D06 — Cross-Task Transfer

This framework asks: Is this circuit task-specific, or does it implement a general-purpose mechanism?

Cross-task transfer tests whether a circuit identified for task A (e.g., IOI) also performs well on task B (e.g., subject-verb agreement). High transfer suggests the circuit implements a reusable algorithmic primitive — like “copy the attended token” — rather than a task-specific shortcut. Low transfer confirms task specialization and validates that the circuit is genuinely capturing the intended computation.

Both outcomes are informative. Transfer reveals shared computational structure across tasks; non-transfer validates specificity of the circuit discovery method.

Theoretical grounding

Source	Year	Key contribution
Wang et al., “Interpretability in the Wild”	2022	IOI circuit components reappear in related tasks
Olsson et al., “In-context Learning and Induction Heads”	2022	Induction heads transfer across sequence types
Geiger et al., “Causal Abstraction for Faithful Model Interpretability”	2023	Interchange intervention generalization across inputs
Conmy et al., “Towards Automated Circuit Discovery”	2023	Circuit overlap statistics across ACDC tasks

Core concept

Given a circuit ( C_A ) discovered on task A with metric ( M_A ), cross-task transfer is:

[ T_{A \to B} = \frac{M_B(C_A)}{M_B(C_B)} ]

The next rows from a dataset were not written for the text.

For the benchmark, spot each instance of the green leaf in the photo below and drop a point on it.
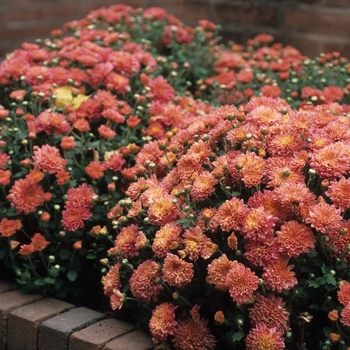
(237, 336)
(72, 275)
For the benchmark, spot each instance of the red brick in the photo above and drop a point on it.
(6, 286)
(136, 340)
(243, 12)
(313, 21)
(8, 302)
(54, 333)
(97, 335)
(23, 322)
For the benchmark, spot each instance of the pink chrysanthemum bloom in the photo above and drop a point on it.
(271, 312)
(166, 239)
(177, 272)
(163, 322)
(344, 292)
(278, 275)
(262, 338)
(338, 191)
(324, 217)
(332, 161)
(163, 211)
(230, 215)
(144, 283)
(217, 272)
(259, 223)
(345, 315)
(48, 159)
(203, 186)
(242, 283)
(193, 334)
(295, 239)
(9, 227)
(128, 241)
(197, 244)
(26, 195)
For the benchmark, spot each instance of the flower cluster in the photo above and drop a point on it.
(210, 181)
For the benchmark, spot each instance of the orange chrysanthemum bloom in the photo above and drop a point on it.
(39, 242)
(230, 215)
(344, 292)
(9, 227)
(271, 312)
(242, 283)
(26, 195)
(68, 143)
(263, 337)
(144, 281)
(203, 186)
(295, 239)
(324, 217)
(217, 272)
(193, 334)
(95, 170)
(177, 272)
(5, 177)
(345, 315)
(197, 244)
(259, 224)
(332, 161)
(278, 275)
(163, 322)
(128, 241)
(112, 280)
(48, 159)
(106, 132)
(338, 191)
(166, 239)
(163, 211)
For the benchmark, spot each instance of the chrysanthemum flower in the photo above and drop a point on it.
(144, 281)
(345, 315)
(9, 227)
(203, 186)
(163, 211)
(95, 170)
(332, 161)
(277, 274)
(177, 272)
(218, 270)
(339, 191)
(271, 312)
(48, 159)
(193, 334)
(39, 242)
(324, 217)
(166, 239)
(344, 292)
(128, 241)
(294, 238)
(263, 337)
(163, 322)
(26, 195)
(230, 215)
(242, 283)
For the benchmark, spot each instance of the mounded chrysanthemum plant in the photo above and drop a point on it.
(206, 184)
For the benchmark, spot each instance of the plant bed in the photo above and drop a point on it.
(205, 183)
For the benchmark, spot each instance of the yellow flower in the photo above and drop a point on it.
(64, 97)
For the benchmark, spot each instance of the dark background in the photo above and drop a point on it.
(312, 26)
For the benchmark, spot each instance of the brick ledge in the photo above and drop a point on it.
(32, 322)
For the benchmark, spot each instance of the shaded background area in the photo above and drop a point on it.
(312, 26)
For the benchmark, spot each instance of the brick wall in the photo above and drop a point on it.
(312, 26)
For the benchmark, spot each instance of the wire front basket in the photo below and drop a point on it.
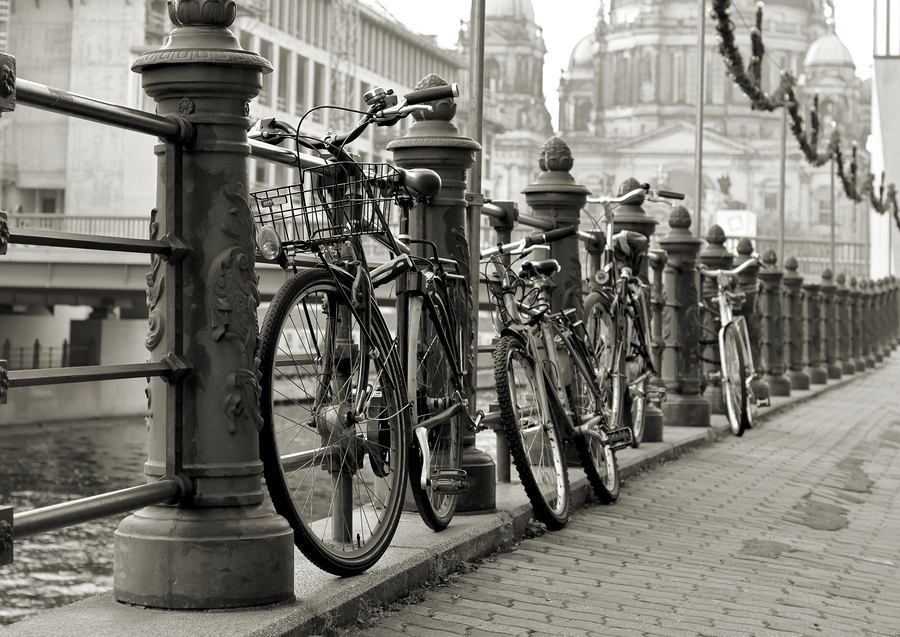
(330, 204)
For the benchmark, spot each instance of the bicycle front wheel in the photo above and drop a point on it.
(734, 378)
(335, 426)
(532, 433)
(434, 387)
(597, 459)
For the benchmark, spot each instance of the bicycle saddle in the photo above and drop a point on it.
(546, 267)
(424, 181)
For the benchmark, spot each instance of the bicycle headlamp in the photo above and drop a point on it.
(269, 243)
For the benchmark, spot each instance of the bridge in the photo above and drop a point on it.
(202, 535)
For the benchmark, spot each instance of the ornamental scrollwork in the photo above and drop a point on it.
(233, 297)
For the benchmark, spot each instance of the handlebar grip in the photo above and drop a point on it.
(430, 94)
(551, 235)
(669, 194)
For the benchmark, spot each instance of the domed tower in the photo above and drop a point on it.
(514, 64)
(829, 71)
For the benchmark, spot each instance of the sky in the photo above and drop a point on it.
(564, 28)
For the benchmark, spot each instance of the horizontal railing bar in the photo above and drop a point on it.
(64, 514)
(283, 155)
(62, 375)
(54, 239)
(534, 222)
(60, 101)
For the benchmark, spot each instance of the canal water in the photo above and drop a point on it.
(56, 464)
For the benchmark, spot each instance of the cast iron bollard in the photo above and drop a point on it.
(555, 196)
(220, 546)
(771, 276)
(653, 424)
(845, 325)
(830, 326)
(793, 283)
(715, 256)
(818, 374)
(681, 325)
(749, 282)
(856, 326)
(434, 142)
(633, 217)
(867, 303)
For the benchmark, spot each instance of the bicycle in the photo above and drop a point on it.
(350, 414)
(546, 386)
(733, 339)
(617, 318)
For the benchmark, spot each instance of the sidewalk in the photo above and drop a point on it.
(417, 555)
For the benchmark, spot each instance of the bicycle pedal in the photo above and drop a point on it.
(619, 438)
(449, 481)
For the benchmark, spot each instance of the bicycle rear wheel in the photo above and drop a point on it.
(532, 433)
(597, 459)
(734, 378)
(335, 472)
(434, 386)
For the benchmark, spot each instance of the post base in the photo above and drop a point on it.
(653, 424)
(818, 375)
(203, 558)
(481, 473)
(686, 410)
(799, 380)
(779, 384)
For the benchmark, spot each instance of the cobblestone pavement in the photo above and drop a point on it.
(793, 529)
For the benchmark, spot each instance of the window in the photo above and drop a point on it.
(265, 95)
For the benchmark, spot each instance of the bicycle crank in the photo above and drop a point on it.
(449, 481)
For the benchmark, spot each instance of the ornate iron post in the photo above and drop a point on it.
(818, 374)
(749, 282)
(220, 546)
(681, 325)
(434, 142)
(856, 326)
(654, 420)
(867, 304)
(845, 325)
(793, 283)
(715, 256)
(556, 196)
(830, 326)
(772, 277)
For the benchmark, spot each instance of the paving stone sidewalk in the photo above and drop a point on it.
(793, 529)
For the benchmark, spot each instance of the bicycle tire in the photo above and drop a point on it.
(431, 381)
(734, 379)
(601, 328)
(597, 459)
(532, 433)
(308, 380)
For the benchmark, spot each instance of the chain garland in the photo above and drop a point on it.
(750, 82)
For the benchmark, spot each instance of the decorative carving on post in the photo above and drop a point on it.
(771, 276)
(830, 333)
(793, 283)
(680, 325)
(856, 326)
(845, 325)
(715, 257)
(818, 374)
(749, 282)
(434, 142)
(556, 196)
(203, 316)
(655, 418)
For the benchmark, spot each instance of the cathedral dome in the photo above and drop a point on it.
(514, 9)
(828, 50)
(583, 53)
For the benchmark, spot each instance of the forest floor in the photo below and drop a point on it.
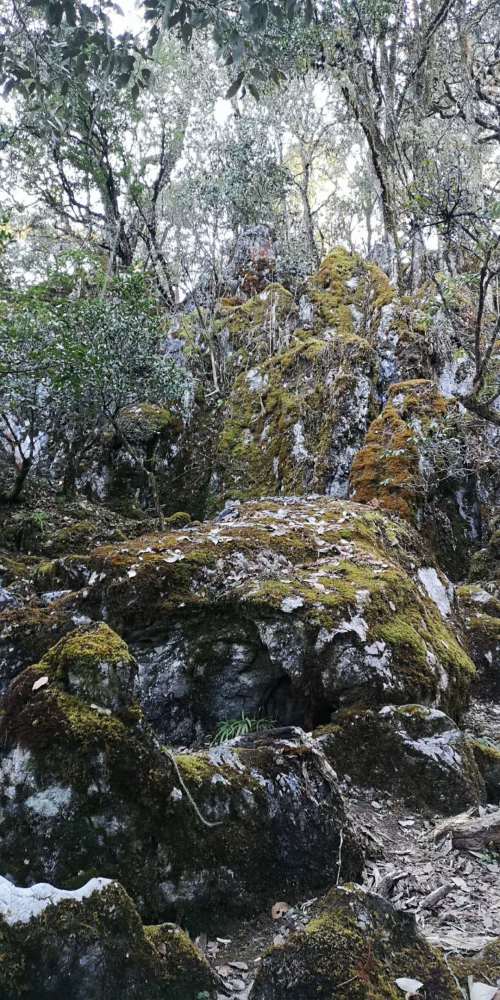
(406, 864)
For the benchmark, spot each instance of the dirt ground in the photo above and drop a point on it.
(406, 864)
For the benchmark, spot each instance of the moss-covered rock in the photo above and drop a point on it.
(487, 756)
(411, 751)
(89, 944)
(480, 608)
(414, 463)
(94, 664)
(49, 526)
(85, 790)
(293, 423)
(289, 609)
(354, 950)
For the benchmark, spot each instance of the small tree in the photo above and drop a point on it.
(77, 364)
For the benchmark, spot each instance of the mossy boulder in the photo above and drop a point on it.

where ( M_B(C_A) ) is the performance of circuit ( C_A ) evaluated on task B’s metric, and ( M_B(C_B) ) is the performance of the circuit discovered directly on task B. Transfer is asymmetric: ( T_{A \to B} \neq T_{B \to A} ) in general, because tasks may share mechanisms in one direction but not the other.

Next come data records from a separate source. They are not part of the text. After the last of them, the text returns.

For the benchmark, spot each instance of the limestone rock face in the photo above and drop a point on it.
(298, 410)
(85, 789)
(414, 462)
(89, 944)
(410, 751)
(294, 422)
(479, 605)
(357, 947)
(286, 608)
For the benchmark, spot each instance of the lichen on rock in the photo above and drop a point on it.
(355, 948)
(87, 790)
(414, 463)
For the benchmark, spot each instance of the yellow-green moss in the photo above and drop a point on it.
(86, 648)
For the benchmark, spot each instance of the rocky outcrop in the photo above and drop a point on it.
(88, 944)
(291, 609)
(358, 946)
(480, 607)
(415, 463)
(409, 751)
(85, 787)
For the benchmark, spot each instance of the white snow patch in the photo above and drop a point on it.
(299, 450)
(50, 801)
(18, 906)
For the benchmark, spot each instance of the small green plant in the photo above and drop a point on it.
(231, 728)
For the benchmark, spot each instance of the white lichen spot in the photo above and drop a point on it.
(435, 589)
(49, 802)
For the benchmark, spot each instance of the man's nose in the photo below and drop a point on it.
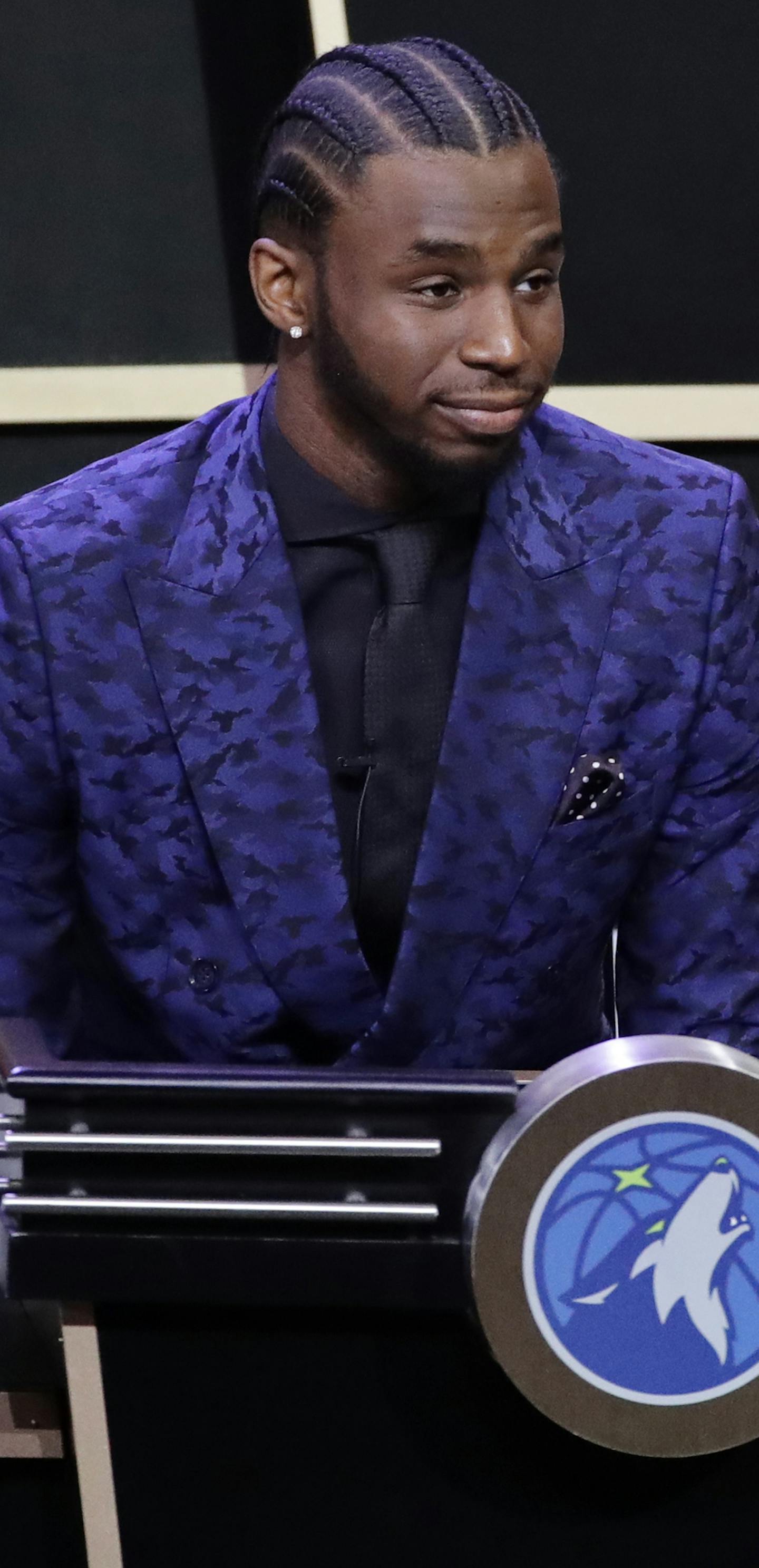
(494, 339)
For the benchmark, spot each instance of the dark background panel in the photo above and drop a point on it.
(651, 112)
(32, 455)
(124, 135)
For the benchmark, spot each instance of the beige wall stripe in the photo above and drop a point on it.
(328, 24)
(92, 1445)
(92, 394)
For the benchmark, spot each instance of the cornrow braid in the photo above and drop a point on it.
(371, 99)
(501, 99)
(421, 96)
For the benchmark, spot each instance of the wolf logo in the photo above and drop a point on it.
(684, 1260)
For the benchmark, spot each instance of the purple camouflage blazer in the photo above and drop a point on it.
(168, 836)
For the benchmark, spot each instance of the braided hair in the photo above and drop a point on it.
(367, 99)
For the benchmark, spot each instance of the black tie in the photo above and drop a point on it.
(407, 687)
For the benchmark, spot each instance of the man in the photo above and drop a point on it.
(346, 723)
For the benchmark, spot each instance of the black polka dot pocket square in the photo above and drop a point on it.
(595, 784)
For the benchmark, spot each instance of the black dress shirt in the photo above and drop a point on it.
(330, 549)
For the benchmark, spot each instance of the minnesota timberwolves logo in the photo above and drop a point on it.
(642, 1260)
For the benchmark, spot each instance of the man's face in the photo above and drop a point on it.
(440, 317)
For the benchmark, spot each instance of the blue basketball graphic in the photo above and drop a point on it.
(642, 1258)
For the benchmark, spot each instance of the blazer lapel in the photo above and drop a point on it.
(229, 658)
(536, 626)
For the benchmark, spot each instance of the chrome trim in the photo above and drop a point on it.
(220, 1208)
(217, 1144)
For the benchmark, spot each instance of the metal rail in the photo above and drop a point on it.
(220, 1208)
(217, 1144)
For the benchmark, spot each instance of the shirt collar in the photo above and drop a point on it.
(308, 505)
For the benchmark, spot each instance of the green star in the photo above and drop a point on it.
(636, 1178)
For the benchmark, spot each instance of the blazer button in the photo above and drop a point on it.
(203, 976)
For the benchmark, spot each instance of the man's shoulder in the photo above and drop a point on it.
(617, 465)
(135, 496)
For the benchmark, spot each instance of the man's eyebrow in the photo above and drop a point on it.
(549, 242)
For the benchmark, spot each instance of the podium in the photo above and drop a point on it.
(283, 1338)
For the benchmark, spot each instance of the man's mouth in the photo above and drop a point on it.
(485, 416)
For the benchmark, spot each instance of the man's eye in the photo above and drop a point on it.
(440, 289)
(537, 283)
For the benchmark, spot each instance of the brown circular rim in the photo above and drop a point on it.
(496, 1260)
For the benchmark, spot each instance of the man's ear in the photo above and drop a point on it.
(281, 277)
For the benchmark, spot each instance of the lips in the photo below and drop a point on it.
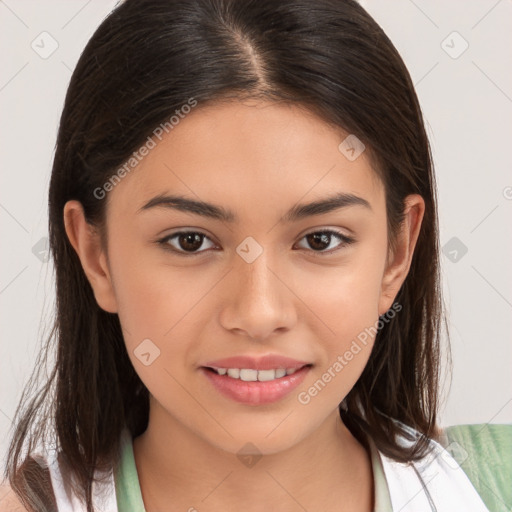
(267, 362)
(255, 393)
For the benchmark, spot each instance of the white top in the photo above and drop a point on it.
(434, 484)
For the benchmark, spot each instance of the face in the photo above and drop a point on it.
(271, 278)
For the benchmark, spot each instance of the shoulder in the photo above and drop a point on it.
(9, 501)
(483, 452)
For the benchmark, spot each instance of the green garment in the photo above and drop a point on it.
(129, 497)
(484, 452)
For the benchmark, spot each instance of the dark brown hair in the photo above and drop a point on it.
(145, 61)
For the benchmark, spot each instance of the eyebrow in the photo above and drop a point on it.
(296, 213)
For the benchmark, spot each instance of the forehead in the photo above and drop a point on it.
(249, 153)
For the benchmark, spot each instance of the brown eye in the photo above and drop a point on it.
(319, 241)
(184, 242)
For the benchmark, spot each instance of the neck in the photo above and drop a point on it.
(178, 468)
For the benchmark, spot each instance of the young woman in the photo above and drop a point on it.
(244, 230)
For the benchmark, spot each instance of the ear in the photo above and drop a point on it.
(399, 260)
(86, 241)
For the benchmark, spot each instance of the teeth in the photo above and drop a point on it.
(250, 375)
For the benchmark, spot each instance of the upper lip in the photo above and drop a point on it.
(268, 362)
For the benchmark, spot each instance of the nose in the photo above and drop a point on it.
(259, 301)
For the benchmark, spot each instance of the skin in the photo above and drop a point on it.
(258, 159)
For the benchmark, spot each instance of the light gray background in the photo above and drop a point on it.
(467, 103)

The transfer matrix across all task pairs reveals clusters of tasks that share computational structure — a signature of modular, reusable circuits in the model.

Instruments under D06

Cross-Task IIA Transfer (`32_cross_task_iia_transfer.py`)

Discovers a circuit via interchange intervention on task A, then evaluates its faithfulness (logit diff recovery, KL) on task B without re-optimization.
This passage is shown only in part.